Flumes allow canal paths to cross

12/5/20251 min read

The paths of two canals cross three times in a span of a few miles, in part perhaps due to engineering differences but also a result of the canal companies' legal battles that went as far as the US Interior Department in 1895=1897. Their dispute was in regard to eighty thousand acres of desert ground, one canal a Mormon Church backed enterprise and the other the work of "outsiders"—investors from Utah initially, but eventually from the Midwest, too, especially the Chicago area. The flumes, once wooden, are now cement. The third and last flume is west of Moreland a couple miles, the first is placed north of the Groveland Road 90 degree swerve, and the second is near Bond Road's intersection with the two canals. This is the second flume:

You can read an historical account of the dispute in We, The Peoples.

A fictionalized account of the canal dispute takes place in Big Southern.

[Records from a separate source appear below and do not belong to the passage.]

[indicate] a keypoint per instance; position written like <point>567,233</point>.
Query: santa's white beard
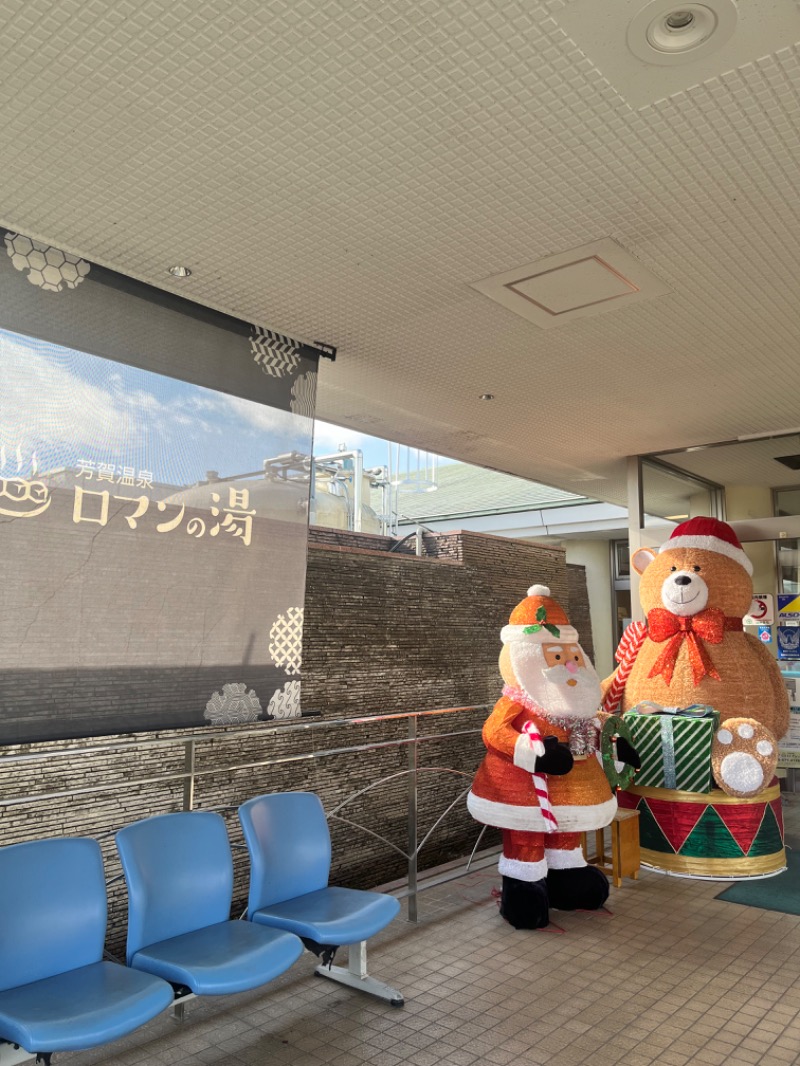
<point>547,684</point>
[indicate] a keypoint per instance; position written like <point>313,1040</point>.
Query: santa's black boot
<point>524,903</point>
<point>578,888</point>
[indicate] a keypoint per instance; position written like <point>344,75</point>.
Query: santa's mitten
<point>626,753</point>
<point>524,903</point>
<point>557,758</point>
<point>578,888</point>
<point>744,757</point>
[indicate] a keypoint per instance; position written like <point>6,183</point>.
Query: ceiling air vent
<point>597,277</point>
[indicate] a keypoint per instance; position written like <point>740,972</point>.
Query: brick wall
<point>385,632</point>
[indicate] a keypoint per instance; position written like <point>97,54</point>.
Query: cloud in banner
<point>62,405</point>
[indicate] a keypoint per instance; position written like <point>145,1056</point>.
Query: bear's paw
<point>744,757</point>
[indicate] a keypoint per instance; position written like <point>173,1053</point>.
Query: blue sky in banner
<point>60,406</point>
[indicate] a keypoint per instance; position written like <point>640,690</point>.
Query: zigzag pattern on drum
<point>274,353</point>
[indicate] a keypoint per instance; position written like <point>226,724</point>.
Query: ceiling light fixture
<point>666,33</point>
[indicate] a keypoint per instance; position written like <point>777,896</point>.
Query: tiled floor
<point>672,976</point>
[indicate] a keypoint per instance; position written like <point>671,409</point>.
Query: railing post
<point>413,819</point>
<point>189,781</point>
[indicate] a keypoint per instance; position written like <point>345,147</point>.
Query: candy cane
<point>540,781</point>
<point>626,652</point>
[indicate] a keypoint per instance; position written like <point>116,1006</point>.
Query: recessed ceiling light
<point>665,32</point>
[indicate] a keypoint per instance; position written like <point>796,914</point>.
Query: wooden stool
<point>624,848</point>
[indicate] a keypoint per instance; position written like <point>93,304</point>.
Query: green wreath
<point>616,726</point>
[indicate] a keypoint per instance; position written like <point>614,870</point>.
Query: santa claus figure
<point>541,781</point>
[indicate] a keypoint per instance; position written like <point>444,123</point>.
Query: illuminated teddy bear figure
<point>541,781</point>
<point>694,591</point>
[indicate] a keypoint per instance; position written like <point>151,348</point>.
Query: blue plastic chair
<point>180,879</point>
<point>57,994</point>
<point>289,845</point>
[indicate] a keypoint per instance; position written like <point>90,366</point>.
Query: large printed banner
<point>154,505</point>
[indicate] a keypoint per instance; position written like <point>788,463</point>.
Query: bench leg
<point>11,1055</point>
<point>355,975</point>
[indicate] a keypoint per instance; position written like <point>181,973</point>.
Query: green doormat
<point>781,892</point>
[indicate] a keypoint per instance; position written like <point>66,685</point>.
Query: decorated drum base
<point>708,835</point>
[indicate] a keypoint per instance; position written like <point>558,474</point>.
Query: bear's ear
<point>641,559</point>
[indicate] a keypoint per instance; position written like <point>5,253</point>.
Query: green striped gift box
<point>675,749</point>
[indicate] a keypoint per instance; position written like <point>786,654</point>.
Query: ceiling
<point>344,172</point>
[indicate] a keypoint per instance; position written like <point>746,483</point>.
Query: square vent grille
<point>597,277</point>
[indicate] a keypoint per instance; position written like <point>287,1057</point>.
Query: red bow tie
<point>708,625</point>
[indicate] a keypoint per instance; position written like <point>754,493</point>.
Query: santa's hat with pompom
<point>709,534</point>
<point>538,618</point>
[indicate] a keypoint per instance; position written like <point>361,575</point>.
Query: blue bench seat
<point>289,845</point>
<point>57,994</point>
<point>81,1008</point>
<point>331,916</point>
<point>179,873</point>
<point>220,959</point>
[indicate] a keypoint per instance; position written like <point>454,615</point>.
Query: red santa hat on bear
<point>708,534</point>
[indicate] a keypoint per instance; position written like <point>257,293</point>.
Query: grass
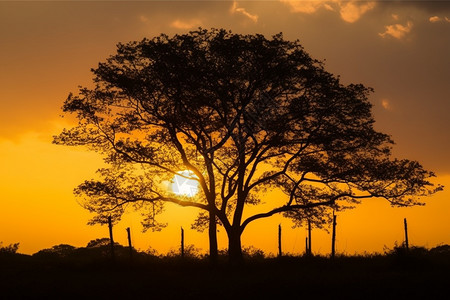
<point>418,273</point>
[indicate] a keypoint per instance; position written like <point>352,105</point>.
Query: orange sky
<point>47,49</point>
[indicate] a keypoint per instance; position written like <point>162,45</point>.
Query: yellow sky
<point>48,48</point>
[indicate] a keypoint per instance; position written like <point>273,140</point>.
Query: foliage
<point>246,115</point>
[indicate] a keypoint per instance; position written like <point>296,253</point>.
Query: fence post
<point>406,234</point>
<point>129,243</point>
<point>182,242</point>
<point>309,238</point>
<point>280,253</point>
<point>333,237</point>
<point>111,239</point>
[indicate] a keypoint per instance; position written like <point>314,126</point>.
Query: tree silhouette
<point>245,115</point>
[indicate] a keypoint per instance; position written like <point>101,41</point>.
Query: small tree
<point>245,115</point>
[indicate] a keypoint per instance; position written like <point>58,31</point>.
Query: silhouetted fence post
<point>182,242</point>
<point>280,253</point>
<point>306,246</point>
<point>406,234</point>
<point>130,246</point>
<point>309,238</point>
<point>333,237</point>
<point>111,239</point>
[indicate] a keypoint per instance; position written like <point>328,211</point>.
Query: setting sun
<point>184,186</point>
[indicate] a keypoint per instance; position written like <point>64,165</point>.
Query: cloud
<point>143,19</point>
<point>397,31</point>
<point>436,19</point>
<point>178,24</point>
<point>386,104</point>
<point>307,7</point>
<point>241,10</point>
<point>350,11</point>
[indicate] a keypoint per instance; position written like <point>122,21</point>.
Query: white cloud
<point>241,10</point>
<point>350,11</point>
<point>386,104</point>
<point>307,7</point>
<point>143,19</point>
<point>178,24</point>
<point>436,19</point>
<point>397,31</point>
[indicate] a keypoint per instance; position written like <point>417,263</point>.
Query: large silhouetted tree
<point>246,115</point>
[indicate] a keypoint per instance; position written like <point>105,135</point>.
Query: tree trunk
<point>213,248</point>
<point>234,247</point>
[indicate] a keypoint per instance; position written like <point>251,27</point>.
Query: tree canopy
<point>245,115</point>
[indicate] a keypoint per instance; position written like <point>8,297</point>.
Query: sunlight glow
<point>184,186</point>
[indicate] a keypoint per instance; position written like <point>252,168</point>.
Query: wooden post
<point>333,237</point>
<point>182,242</point>
<point>111,239</point>
<point>129,243</point>
<point>406,234</point>
<point>309,238</point>
<point>306,246</point>
<point>280,253</point>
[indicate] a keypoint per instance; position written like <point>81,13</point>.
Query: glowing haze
<point>398,48</point>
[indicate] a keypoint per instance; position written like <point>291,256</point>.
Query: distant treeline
<point>68,272</point>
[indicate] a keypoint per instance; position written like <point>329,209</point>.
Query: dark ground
<point>397,275</point>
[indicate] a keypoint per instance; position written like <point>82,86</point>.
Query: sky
<point>399,48</point>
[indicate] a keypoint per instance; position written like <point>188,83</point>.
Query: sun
<point>184,186</point>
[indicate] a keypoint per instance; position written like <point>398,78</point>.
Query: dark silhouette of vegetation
<point>85,273</point>
<point>245,115</point>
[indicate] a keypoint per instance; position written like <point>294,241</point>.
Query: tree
<point>245,115</point>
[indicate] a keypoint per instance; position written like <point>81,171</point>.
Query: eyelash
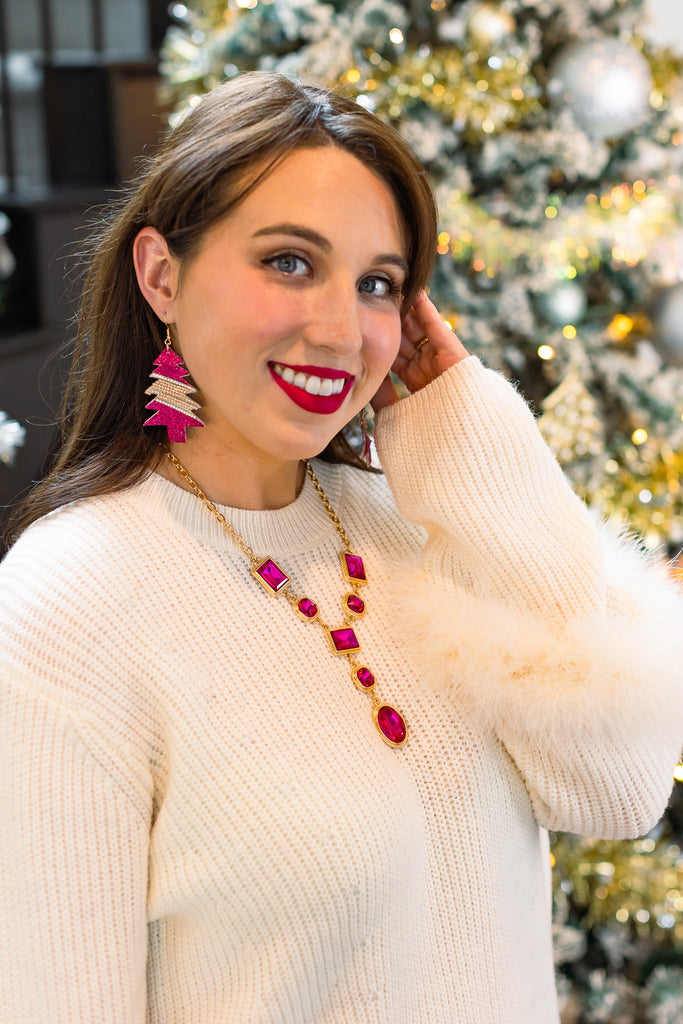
<point>392,288</point>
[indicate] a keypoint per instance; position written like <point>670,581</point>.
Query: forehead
<point>326,185</point>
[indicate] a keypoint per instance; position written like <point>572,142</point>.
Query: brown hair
<point>209,162</point>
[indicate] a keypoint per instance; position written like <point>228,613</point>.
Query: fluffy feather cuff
<point>620,673</point>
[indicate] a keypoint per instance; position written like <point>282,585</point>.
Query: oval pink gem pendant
<point>391,726</point>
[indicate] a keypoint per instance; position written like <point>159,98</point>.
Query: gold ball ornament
<point>488,26</point>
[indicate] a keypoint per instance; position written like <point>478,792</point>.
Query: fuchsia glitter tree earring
<point>172,404</point>
<point>366,451</point>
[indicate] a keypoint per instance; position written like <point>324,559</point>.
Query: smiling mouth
<point>314,388</point>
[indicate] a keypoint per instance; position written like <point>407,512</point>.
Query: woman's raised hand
<point>428,347</point>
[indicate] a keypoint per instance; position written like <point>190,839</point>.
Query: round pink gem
<point>365,677</point>
<point>390,724</point>
<point>307,607</point>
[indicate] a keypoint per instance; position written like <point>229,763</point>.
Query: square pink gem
<point>271,574</point>
<point>344,640</point>
<point>354,567</point>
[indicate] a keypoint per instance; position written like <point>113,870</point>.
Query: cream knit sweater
<point>200,822</point>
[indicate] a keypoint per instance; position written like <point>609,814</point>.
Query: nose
<point>334,321</point>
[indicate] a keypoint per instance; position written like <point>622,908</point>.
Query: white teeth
<point>311,384</point>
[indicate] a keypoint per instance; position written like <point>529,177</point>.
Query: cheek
<point>384,349</point>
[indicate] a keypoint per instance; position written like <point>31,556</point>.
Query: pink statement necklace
<point>390,724</point>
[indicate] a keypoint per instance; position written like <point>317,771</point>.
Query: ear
<point>157,271</point>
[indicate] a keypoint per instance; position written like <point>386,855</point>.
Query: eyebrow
<point>318,240</point>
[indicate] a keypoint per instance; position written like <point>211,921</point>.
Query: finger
<point>437,333</point>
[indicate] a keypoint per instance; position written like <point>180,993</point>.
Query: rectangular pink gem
<point>271,574</point>
<point>354,566</point>
<point>344,640</point>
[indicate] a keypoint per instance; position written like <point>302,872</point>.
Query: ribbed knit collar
<point>294,528</point>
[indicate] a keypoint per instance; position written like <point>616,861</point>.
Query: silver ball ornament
<point>668,325</point>
<point>564,302</point>
<point>488,26</point>
<point>605,83</point>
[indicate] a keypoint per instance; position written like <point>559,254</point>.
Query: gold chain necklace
<point>343,640</point>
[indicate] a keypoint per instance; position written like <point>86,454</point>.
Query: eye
<point>289,263</point>
<point>381,288</point>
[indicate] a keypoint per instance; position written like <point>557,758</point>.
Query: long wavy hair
<point>207,164</point>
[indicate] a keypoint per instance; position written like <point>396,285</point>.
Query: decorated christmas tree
<point>553,134</point>
<point>554,137</point>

If you are out sightseeing near the canals, you might find the railroad crossing downstream from the last flume, near a place once called "The First Terminus", The Peoples constructors' name for the initial section of the canal they intended to eventually cover the same territory the Aberdeen-Springfield Canal now irrigates. The Peoples, in the court decision, was given 10,000 to 20,000 acres centered near the First Terminus and to the southwest, while the latter canal earned the right to irrigate land beyond that area clear to American Falls.